Climate change is being driven by global warming which is measured by the level of atmospheric carbon. The exquisitely bad news is that CO2 reached a new record this spring, once again reaching the highest level in human history despite a temporary dip in the burning of fossil fuels worldwide caused by the pandemic.
Scientific instruments atop the Mauna Loa volcano in Hawaii measured the level of CO2 at an average of 419 parts per million in May, according to two separate analyses from the Scripps Institution of Oceanography and the National Oceanic and Atmospheric Administration.
Despite the pandemic, despite decades of world leaders claiming to be serious about reducing carbon emissions, humanity still emitted more than 31 billion tons of CO2 last year, mostly from sources such as cars and trucks that burn gasoline or power plants that burn coal. About half the emitted CO2 is absorbed by trees and oceans, the other half stays in the atmosphere, where it lingers for thousands of years, steadily warming the planet through the greenhouse effect.

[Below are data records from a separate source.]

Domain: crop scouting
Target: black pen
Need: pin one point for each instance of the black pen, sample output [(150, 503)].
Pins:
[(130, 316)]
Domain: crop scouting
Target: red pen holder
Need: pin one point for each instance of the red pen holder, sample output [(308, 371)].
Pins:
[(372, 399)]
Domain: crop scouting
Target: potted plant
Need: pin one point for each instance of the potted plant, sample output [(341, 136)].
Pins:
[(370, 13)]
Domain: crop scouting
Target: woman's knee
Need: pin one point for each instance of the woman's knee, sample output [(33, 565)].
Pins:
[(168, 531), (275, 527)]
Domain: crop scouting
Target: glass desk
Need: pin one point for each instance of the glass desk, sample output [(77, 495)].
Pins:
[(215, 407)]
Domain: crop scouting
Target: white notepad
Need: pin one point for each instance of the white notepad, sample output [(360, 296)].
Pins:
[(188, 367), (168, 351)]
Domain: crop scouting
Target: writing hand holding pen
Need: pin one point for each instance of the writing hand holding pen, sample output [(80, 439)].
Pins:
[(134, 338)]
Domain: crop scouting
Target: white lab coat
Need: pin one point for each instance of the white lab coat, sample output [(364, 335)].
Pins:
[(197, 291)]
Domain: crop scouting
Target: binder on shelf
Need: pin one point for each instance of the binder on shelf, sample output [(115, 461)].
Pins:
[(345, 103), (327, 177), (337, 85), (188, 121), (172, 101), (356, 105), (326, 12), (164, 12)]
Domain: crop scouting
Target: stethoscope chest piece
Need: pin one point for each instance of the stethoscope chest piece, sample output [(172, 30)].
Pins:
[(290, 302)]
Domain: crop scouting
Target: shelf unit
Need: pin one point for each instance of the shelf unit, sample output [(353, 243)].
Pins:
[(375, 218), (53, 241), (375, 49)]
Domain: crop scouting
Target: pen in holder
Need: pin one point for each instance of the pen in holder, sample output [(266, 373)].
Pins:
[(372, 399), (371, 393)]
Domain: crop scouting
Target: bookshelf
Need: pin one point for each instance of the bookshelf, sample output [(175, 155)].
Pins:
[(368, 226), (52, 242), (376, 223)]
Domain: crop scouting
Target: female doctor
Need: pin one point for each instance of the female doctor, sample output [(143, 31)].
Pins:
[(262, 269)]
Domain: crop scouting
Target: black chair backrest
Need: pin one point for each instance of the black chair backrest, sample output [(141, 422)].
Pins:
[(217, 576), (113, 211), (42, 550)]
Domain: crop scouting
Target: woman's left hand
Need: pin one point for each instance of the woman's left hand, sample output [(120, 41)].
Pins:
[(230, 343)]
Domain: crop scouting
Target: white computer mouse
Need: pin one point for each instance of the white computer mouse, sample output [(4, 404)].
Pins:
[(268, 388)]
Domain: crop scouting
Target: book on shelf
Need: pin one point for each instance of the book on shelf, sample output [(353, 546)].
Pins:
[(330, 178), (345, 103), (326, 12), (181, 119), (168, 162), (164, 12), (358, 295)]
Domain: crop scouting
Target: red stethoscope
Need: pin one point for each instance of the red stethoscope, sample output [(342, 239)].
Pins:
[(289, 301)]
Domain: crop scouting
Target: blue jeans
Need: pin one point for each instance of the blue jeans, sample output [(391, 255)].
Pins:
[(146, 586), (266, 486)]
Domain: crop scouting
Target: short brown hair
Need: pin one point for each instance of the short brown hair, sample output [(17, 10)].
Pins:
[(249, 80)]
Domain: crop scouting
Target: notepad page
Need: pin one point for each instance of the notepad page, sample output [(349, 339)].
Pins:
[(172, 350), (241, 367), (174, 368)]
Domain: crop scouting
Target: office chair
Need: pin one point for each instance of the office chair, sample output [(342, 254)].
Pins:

Scientists have said there’s only one way to stop the total amount of CO2 in the atmosphere from continuing to grow: nations must zero out their net annual emissions, primarily by switching from fossil fuels to cleaner technologies that do not emit CO2, such as electric cars fueled by wind, solar or nuclear power.
The International Energy Agency recently issued a road map for how all the world’s nations could reach net zero emissions by 2050. The changes would be drastic, the agency found (see below).
The current levels of atmospheric CO2 are comparable to those seen during the Pliocene era, over 4 million years ago, the Scripps scientists said. While that period is not a perfect guide to what would happen today, it can provide some clues. By analyzing ice cores and ocean sediments, researchers have determined that temperatures during that time were nearly 4C (7F) higher than in the modern preindustrial era and that sea levels were about 78 feet higher than today.
As a result of record levels of CO2 in the atmosphere, record high temperatures have engulfed much of the west in a ‘heat dome.’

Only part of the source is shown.